À l’époque, je pouvais déjà dire que j’avais passé presque toute ma vie au Japon, à part quelques années de jeunesse et encore, une bonne partie de celles-ci avaient été consacrées à l’étude de la langue japonaise. Tout ici, presque sans exception, m’avait passionné, dans la culture de ce pays. Pourtant, à plus de quarante-cinq ans, je me retournais parfois sur mon passé sans comprendre tout à fait le pourquoi de cette passion. Après avoir voulu tout approcher, tout connaître, j’avais dû laisser mille choses de cette civilisation m’échapper, admettre de rester un étranger, contraint un certain temps à s’arrêter, à ne plus avancer, à naviguer toujours d’une compréhension partielle à une incompréhension totale.
À cette incompréhension, à vrai dire, j’avais été très tôt préparé. Dès la fin de mes études, j’avais épousé une collègue japonaise. Avec elle, je fis tout de suite des progrès considérables au point de maîtriser la langue en une année ou deux. Alors s’était produit un drôle de renversement: au moment même où tous les obstacles d’ordre linguistique paraissaient disparaître, pour de tout autres motifs, d’ordre privé, je m’étais mis à ne plus du tout la comprendre. Je me souviens que ce fut une expérience marquante pour le jeune traducteur que j’étais que cette découverte d’une incompréhension beaucoup plus profonde, archaïque. Nous parlions, nous échangions, nous nous comprenions donc mais tout dans son attitude, ses motivations, ses réactions, dans sa façon de mentir surtout, me paraissait illisible, incompréhensible.

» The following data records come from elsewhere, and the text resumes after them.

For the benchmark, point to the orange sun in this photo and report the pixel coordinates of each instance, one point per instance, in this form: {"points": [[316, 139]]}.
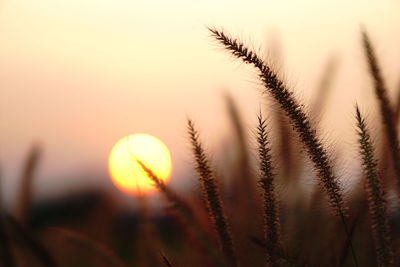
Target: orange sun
{"points": [[125, 171]]}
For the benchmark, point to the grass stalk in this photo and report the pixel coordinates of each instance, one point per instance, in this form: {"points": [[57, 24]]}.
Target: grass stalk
{"points": [[387, 113], [212, 197], [375, 195], [266, 181], [298, 119]]}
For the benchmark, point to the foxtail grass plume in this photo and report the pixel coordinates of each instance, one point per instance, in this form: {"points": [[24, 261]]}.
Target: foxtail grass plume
{"points": [[212, 197], [387, 113], [298, 119], [266, 181], [375, 195]]}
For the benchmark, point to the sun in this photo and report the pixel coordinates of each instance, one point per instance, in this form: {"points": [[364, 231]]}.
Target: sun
{"points": [[125, 171]]}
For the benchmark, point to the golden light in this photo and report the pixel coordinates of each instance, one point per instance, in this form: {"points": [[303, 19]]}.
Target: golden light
{"points": [[125, 171]]}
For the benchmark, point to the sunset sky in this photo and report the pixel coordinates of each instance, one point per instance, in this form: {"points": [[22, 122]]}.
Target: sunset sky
{"points": [[78, 75]]}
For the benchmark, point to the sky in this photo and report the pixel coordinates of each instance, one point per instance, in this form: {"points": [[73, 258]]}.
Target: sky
{"points": [[78, 75]]}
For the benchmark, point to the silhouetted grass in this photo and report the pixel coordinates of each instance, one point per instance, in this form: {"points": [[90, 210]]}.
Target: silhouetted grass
{"points": [[298, 119], [267, 183], [387, 113], [375, 196], [212, 196]]}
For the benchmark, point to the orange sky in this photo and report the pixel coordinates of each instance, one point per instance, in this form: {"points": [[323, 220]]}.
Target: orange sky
{"points": [[78, 75]]}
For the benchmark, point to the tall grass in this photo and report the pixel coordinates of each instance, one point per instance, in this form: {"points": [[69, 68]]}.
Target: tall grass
{"points": [[375, 195], [212, 196], [298, 119]]}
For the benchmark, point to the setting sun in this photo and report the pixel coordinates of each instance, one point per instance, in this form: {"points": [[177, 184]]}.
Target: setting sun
{"points": [[125, 171]]}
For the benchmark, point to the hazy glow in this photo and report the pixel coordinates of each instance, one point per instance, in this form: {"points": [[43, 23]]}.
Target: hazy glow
{"points": [[127, 174]]}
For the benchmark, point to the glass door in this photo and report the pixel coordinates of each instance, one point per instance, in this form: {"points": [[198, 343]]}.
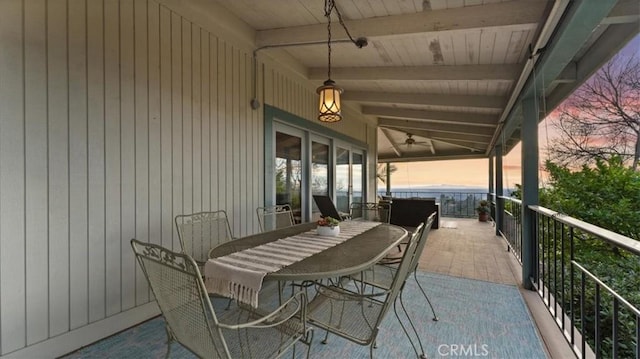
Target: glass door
{"points": [[357, 176], [288, 172], [343, 179], [319, 172]]}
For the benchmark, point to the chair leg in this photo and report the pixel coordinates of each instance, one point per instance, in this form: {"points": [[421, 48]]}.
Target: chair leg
{"points": [[415, 276], [404, 309], [169, 341]]}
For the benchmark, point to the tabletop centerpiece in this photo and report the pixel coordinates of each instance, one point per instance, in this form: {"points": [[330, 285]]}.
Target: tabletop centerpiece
{"points": [[328, 226]]}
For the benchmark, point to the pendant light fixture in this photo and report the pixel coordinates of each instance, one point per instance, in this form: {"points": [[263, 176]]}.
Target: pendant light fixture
{"points": [[329, 92]]}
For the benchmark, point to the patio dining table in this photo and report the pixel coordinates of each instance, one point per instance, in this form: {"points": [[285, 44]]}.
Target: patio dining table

De même, dans les tout premiers instants de cette relation, quelque chose m’échappait. Un élément trop subtil que je n’avais su identifier.
Il n’y avait qu’une explication possible: je m’étais mis trop en avant, devant cette femme nourrie sans aucun doute d’une culture japonaise très ancienne pour se raser ainsi les sourcils alors que cet usage devait avoir disparu depuis plusieurs siècles. Mais n’avait-elle pas été irrespectueuse envers moi? Parlant ainsi d’un homme que je vénérais, si peu de temps après son agonie. Sa mort était trop proche pour que l’on oublie ainsi tout devoir envers lui, surtout son épouse tout de même. Je retournais toutes ces pensées désordonnées dans ma tête depuis un moment quand une servante vint enfin me chercher.